東久留米駅東口から駅前の大通りを道なりに5分ほど歩くと自転車屋があり、その隣に並ぶようにして、今回ご紹介する店「べべ・グラン」があります。
1995年4月末に開店し今年で11年目、店長でパティシエの山田美保子さんは、1人でお菓子の調理からレジ打ちまでこなします。週4日は、自らが講師となってお菓子教室も開いています。
山田さんは店を出す数年前までお菓子作りがほとんどなく、お菓子は買うものだと思っていたそうです。私は、お店を開く方は昔からずっとお菓子作りをしているか、他のお店もしくは海外で修行するものだと思っていましたので、とても驚いてしまいました。
山田さんがお菓子を作り始めたきっかけは、小学生だった娘さんからの一言でした。
当時、娘さんは友達の誕生日パーティーに招かれていました。帰ってきてからの話題がそこで出された誕生日ケーキでした。「どうしてうちのお母さんはお菓子を作らないの」と言われてしまい、自分でもお菓子は作れるんだ、娘のためにも、お菓子作りに挑戦してみようと思ったそうです。
オーブンは自宅にあったものを使用し、必要な道具や材料はちょうど同じ頃に開店した近くのお店で揃えました。
また、そのお店でお菓子作りを習うにあたって渋谷典子先生の教室を紹介してもらいました。この教室は製菓関係の著書などで知られる今田美奈子先生の分室教室で、この教室で指導を受けながら、お菓子作りの基礎から学び始めました。
学べば学ぶほど、お菓子作りのおもしろさに目覚めていった山田さん。最初は周りに振舞っていくこと
を楽しんでいましたが、そのうちに、段々と自分のお菓子教室、そして自分だけの店を持ちたいと夢を抱くようになり、渋谷先生にも勧められ、「やるなら今しかない」との気持ちで店と教室を開きました。
お菓子作りを習い始め、ただの趣味にとどめることなく、念願のお菓子教室や店を開くことが出来た山田さんの話を聞いて、私はいつでも行動力と強い意志があれば夢が実現出来るんだと感じました。
「べべ・グラン」とは「大きな赤ちゃん」という意味です。

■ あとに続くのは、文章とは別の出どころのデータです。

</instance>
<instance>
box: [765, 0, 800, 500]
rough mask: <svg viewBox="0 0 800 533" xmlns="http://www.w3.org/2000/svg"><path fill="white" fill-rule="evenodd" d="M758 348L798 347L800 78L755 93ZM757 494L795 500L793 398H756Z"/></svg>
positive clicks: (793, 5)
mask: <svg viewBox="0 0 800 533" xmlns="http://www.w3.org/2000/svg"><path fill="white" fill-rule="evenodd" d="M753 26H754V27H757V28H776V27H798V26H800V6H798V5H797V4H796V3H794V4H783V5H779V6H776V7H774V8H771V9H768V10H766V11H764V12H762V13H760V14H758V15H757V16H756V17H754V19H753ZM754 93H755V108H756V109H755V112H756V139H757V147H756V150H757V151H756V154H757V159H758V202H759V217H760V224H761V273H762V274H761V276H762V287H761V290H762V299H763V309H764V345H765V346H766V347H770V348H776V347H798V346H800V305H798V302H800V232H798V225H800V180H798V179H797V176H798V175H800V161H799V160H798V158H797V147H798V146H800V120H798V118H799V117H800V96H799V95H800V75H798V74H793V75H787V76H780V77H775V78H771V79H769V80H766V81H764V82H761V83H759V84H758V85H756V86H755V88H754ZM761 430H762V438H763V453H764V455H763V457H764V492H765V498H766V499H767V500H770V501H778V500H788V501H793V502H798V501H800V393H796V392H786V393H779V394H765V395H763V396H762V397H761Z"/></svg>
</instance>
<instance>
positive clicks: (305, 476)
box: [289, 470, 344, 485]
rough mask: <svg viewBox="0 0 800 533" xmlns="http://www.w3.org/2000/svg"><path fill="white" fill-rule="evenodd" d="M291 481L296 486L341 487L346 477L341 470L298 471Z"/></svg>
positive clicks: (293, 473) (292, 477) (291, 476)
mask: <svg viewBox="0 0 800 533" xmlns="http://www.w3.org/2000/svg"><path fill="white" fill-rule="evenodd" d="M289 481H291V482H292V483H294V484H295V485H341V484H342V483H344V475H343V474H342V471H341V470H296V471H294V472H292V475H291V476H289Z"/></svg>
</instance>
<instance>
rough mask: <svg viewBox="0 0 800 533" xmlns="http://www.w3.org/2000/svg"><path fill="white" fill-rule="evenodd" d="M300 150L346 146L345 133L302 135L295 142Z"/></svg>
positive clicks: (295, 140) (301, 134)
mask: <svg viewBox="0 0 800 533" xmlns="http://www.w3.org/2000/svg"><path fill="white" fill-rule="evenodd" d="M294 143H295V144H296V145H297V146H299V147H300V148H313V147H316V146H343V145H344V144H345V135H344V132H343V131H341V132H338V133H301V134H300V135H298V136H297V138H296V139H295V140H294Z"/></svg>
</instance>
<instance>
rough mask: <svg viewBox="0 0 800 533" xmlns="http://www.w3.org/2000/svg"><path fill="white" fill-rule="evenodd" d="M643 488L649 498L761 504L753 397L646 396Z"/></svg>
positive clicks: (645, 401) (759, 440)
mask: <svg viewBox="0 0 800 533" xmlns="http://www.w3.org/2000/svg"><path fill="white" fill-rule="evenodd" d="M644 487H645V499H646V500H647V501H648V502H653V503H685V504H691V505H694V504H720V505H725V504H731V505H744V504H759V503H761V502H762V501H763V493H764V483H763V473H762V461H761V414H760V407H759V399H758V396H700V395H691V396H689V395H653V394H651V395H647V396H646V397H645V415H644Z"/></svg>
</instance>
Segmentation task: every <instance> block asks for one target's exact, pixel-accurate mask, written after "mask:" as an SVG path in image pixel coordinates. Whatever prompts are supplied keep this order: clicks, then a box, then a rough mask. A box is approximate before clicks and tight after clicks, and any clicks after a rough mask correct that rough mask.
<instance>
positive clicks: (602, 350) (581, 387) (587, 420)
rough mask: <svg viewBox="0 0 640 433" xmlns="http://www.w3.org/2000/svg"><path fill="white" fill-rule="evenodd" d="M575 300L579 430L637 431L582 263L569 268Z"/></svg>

由来は、オーナーである山田さんのご主人が、昔通っていた喫茶店の名前から来ているそうです。店の外には小さな看板。中に入ってみると、ケーキの入ったショーケースと、テーブルが2つの小さな喫茶スペース、奥には厨房があります。うすい黄色の壁紙とオレンジ色の扉、さまざまなインテリアがお店全体を明るく、さわやかな印象を与えます。この内装はオーナーが自らデザインしたもの。でもそのお洒落なインテリアも、初めの頃は地域の皆さんに敷居が高いと思われていたみたいです。
時が経つにつれ、手作りの味とともに山田さんの明るい親しみやすい人柄も手伝ってか、地域にもすっかり馴染み、今ではさまざまなお客さんが訪れます。
お客さんは、40〜50代の女性が主ですが、中には定期的に買いに来る男性の方もいるとのことでした。 男女問わずいろいろな人に愛されているお店です。